Interesante juego sonoro y expresivo el que propuso Asunciónico 2026 en su primera noche. De buenas a primeras, la propuesta era potencia, pero no tan fácil así. Hubo una combinación entre extroversión e introversión que pintó un panorama muy interesante dentro de la expresión rockera.
Como era de esperarse, desde temprano la cosa se puso fuerte, pero con poco público. La gente se fue aglomerando de a poco en el Parque Olímpico. Afortunadamente, el clima fue benigno, a pesar del susto en la víspera. El público puso pecho al mal tiempo y la tormenta no se asomó.
Nod arrancó el festival, presentando tema nuevo. Luego, actuó Steinkrug que rindió un homenaje a Phil Campbell, integrante de Motorhead, fallecido el viernes 13 pasado.
Kuazar se presentó con su thrash metal característico, seguido de los suecos de Viagra Boys, ya cuando había una buena cantidad de público presente. Un grupo que rompe esquemas, bien incorrecto y muy interesante.
Luego tocó Villagrán que contó con algunos invitados como Chirola, que cantó “Verano del 99”; Josema, guitarrista de Kuazar, en el tema “La brutal”, y el violinista Franco Pinazzo.
Interpol presentó un concierto potente e intenso, pero contenido, sobrio, hasta elegante. No hay sobresaltos. El repertorio descansa en las guitarras con riffs hipnóticos. La voz de Paul Banks expresa esa intensidad. En su forma de cantar se aprecia toda una historia de una manera diferente de hacer rock en Estados Unidos, que llega hasta Lou Reed e Iggy Pop. Un camino diferente al mainstream, pero que ha calado hondo.
Turnstile es extroversión, es juventud. Decir que lo que hacen es hardcore es insuficiente. El grupo se permite jugar con matices, con intros inquietantes que anticipan el desborde. El cantante Brendan Yates comanda la escena, pero las guitarras de Pat McCrory y Meg Mills ponen fuerza a la locomotora.

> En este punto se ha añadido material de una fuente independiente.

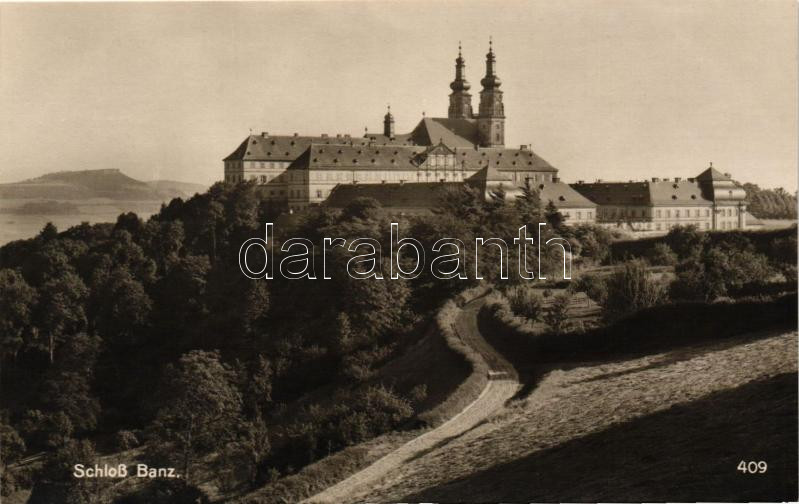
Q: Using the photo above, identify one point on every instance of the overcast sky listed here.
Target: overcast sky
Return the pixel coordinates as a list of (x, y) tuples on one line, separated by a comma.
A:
[(601, 89)]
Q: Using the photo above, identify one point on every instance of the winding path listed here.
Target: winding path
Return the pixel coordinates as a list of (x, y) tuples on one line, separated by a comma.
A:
[(501, 387)]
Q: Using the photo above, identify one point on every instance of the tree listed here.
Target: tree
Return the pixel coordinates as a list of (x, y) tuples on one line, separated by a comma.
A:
[(361, 208), (123, 307), (630, 289), (686, 241), (60, 309), (17, 300), (12, 443), (553, 215), (528, 204), (662, 255), (526, 303), (717, 271), (594, 287), (199, 408), (49, 232)]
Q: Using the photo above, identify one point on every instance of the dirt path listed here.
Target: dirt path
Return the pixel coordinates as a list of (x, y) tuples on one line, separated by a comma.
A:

Comenzaron con “Never enough” (y sí, nunca es suficiente) y culminaron con “Birds” (¡Cómo quisiéramos que estas músicas suenen más en las radios! ¿Es pedir mucho ponerse al día en vez de tanto retro?).
Deftones sobrevivió aquella oleada del nu metal de fines de los noventa y comienzos del 2000 al hacer una música más introspectiva. Mientras Linkin Park y Limp Bizkit expresaron un sonido más abierto y hasta cercano al pop. Deftones hizo un camino sombrío que lo trae hasta 2026 manteniéndose tan vigente como entonces. Decir que lo que hacen es metal queda corto. Su sonido es muy propio, llegando a rozar el posrock. Presentaron un set contundente, de mucha potencia pero que nos evoca más a una implosión que a lo contrario, a pesar de la voz exasperante de Chino Moreno y el sonido machacante de la banda. Presentaron un set en el que prevalecieron las canciones de su último álbum, “Private Music”, entre ellos “My Mind is a Mountain”, uno de los primeros, y “Milk of the Madonna”, que iba a cerrar el concierto, con Moreno vistiendo una camisa ao po’i y sombrero que alguien del público le regaló. La última fue “Adrenaline”, de su primer álbum de 1995. Todo vuelve al comienzo.
El cierre fue con el DJ Skrillex, cerca de las 23:00. Modo extroversión nuevamente, pero Skrillex es Skrillex. No es solo mover el cuerpo, sino desconcertarse. Buscar otras conexiones, romper esquemas.